VW came through the war well. (It also brought him his much younger second wife, Ursula). Richard Addinsell did OK too, though by accident. For the 1941 film Dangerous Moonlight (US title: Suicide Squadron),the 37-year-old composer wrote Rachmaninov-style piano concerto snippets, commissioned because using real Rach was unaffordable. Cobbled together as the Warsaw Concerto, the music became a huge hit, and Dambusters commander Guy Gibson later chose it as one of his Desert Island Discs on the radio.

But not everyone had a ‘good war’. The brilliant all-rounder Constant Lambert was spreading himself too thin, and the booze too liberally. Arnold Bax disappeared in well-lubricated retirement. Gerald Finzi had potentially breakthrough premieres (Dies Natalis) scuppered by the hostilities, and John Ireland’s star faded. As did Walton’s somewhat, despite those film successes.

Female composers faced their own challenges

Women composers were active too, though were faced with other challenges. Elisabeth Lutyens and Elizabeth Maconchy were among the new female arrivals enjoying Proms premieres and commissions but, whether during war or not, women expected – and were expected – to be at home with the family. The time pressures of baking and child-rearing while grappling with that development section of the fast movement often told. 

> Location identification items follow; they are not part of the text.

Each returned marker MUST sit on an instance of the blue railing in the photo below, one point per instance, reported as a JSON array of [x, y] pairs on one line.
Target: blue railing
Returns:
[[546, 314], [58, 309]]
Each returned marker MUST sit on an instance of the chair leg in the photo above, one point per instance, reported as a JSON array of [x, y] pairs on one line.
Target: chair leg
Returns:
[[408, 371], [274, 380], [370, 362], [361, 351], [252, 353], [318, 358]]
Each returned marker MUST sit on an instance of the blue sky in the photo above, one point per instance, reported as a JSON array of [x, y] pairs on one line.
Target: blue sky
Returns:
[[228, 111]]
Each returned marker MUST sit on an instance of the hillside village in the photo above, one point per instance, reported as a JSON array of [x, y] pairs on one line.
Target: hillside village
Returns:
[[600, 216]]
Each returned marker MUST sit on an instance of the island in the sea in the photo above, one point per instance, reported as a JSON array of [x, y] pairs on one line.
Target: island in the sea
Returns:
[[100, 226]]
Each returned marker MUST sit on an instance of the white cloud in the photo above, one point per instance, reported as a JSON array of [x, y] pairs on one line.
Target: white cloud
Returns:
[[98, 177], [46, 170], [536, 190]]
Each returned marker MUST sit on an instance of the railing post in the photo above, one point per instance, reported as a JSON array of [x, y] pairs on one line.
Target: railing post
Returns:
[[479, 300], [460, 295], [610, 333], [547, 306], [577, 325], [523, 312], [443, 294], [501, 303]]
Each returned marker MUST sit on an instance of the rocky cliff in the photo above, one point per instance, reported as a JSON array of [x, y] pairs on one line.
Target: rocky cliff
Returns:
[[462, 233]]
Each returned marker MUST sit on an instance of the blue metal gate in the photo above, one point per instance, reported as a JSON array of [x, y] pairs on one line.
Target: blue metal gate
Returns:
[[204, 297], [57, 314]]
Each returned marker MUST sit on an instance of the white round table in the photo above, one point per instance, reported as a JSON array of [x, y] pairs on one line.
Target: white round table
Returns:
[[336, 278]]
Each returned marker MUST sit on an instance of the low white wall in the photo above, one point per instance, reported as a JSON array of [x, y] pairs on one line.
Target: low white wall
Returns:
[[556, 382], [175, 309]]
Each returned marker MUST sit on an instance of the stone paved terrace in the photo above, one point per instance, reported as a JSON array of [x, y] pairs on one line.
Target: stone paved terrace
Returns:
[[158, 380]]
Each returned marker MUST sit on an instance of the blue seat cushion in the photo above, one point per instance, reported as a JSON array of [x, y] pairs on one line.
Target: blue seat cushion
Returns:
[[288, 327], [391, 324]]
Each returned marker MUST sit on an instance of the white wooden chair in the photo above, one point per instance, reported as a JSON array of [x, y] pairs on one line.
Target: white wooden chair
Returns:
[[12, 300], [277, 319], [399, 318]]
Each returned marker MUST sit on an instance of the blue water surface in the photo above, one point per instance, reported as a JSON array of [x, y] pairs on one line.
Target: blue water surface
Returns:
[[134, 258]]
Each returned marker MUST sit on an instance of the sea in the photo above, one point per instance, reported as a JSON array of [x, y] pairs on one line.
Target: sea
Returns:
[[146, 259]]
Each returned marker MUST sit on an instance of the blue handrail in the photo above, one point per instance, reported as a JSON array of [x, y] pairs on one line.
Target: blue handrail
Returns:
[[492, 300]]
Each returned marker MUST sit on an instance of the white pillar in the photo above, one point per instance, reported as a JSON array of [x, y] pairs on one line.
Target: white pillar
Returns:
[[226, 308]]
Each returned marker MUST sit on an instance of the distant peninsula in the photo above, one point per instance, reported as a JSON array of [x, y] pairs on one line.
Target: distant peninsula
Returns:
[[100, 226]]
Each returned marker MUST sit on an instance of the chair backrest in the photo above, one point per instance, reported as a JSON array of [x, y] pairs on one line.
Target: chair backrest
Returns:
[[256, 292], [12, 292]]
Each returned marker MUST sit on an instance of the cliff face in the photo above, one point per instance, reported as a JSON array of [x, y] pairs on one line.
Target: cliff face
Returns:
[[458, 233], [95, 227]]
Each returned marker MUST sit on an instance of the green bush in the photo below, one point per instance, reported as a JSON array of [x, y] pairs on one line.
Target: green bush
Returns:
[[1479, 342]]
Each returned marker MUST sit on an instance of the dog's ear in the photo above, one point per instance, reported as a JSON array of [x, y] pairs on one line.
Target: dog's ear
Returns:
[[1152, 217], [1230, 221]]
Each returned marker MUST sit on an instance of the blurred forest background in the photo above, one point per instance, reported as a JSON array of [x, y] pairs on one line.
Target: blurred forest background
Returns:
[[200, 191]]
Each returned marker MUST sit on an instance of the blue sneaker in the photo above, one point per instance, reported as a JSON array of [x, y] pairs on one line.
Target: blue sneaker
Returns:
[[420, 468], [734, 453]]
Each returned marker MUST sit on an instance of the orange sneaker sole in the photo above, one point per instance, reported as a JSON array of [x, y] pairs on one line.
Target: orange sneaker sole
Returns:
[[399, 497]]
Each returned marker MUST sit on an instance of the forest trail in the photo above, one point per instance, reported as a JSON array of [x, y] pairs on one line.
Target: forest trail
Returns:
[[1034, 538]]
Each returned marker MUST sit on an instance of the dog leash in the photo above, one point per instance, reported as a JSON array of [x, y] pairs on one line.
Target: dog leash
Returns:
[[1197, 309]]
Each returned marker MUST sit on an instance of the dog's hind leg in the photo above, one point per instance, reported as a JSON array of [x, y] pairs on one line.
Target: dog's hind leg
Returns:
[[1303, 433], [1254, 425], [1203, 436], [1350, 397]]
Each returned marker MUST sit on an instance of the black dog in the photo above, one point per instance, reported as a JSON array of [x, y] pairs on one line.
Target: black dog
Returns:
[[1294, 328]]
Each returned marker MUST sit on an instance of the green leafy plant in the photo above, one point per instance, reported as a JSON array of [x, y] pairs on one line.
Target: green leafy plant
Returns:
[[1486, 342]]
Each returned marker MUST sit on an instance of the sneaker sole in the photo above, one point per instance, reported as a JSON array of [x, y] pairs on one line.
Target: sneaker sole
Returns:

Lutyens, a pioneer of 12-tone music, wrote some nevertheless whistleable works for the war effort when she and her three-child family decamped to Newcastle. But the disruption to her work, the air raids and the gas masks got her down, and she had a breakdown before rescuing her career back down in London. Meanwhile, Maconchy – in the middle of her superb series of string quartets – had her music career essentially on hold while evacuated to Ludlow.

Friends marvelled at Maconchy's ability to make jam, bottle fruit and snatch composition time between feeding her children. Grace Williams, one of Wales’s most notable composing names, was also struggling: exhausted from teaching work and the strife of conflict, she gave up composing in 1944 – fortunately, only temporarily. 

Creative artists were prodded, not bullied

In his 2020 book Culture and Propaganda in World War II, John Morris writes: ‘The most striking thing about wartime composers is the quality of the film music that was produced. Not surprising from Walton, maybe – his music for Henry V was quite groundbreaking. And VW’s score for 49th Parallel also remains outstanding.

'This was the one and only Ministry of Information-sponsored feature film, and as ever VW jumped right into the project with his usual dedication, but admitting he couldn’t “Mickey Mouse” in the way that standard Hollywood composers worked. The result, however, was a certain kind of quality that hadn’t existed in film music before.’

Maybe it was the trope of muddling through, but Britain’s arm’s-length policy on music in wartime evidently worked. Propaganda was cleverly done, and well-measured; microphone not megaphone. Creative artists were prodded rather than bullied into contributing to the war effort. And composers, by and large, were allowed to do what they did best: creating music. Music that wasn’t bombastic or martial – no ‘British “Leningrad” Symphony’ – but which evoked the values that were being defended. 

Vaughan Williams, Britten, Walton, Tippett and the rest wrote diverse masterpieces that reassured and inspired a nation to win through and reboot Britain post-1945. VW’s Fifth, in particular, offered emotional refuge to people in an unstable, dangerous, frightening world. Unfortunately, it still does.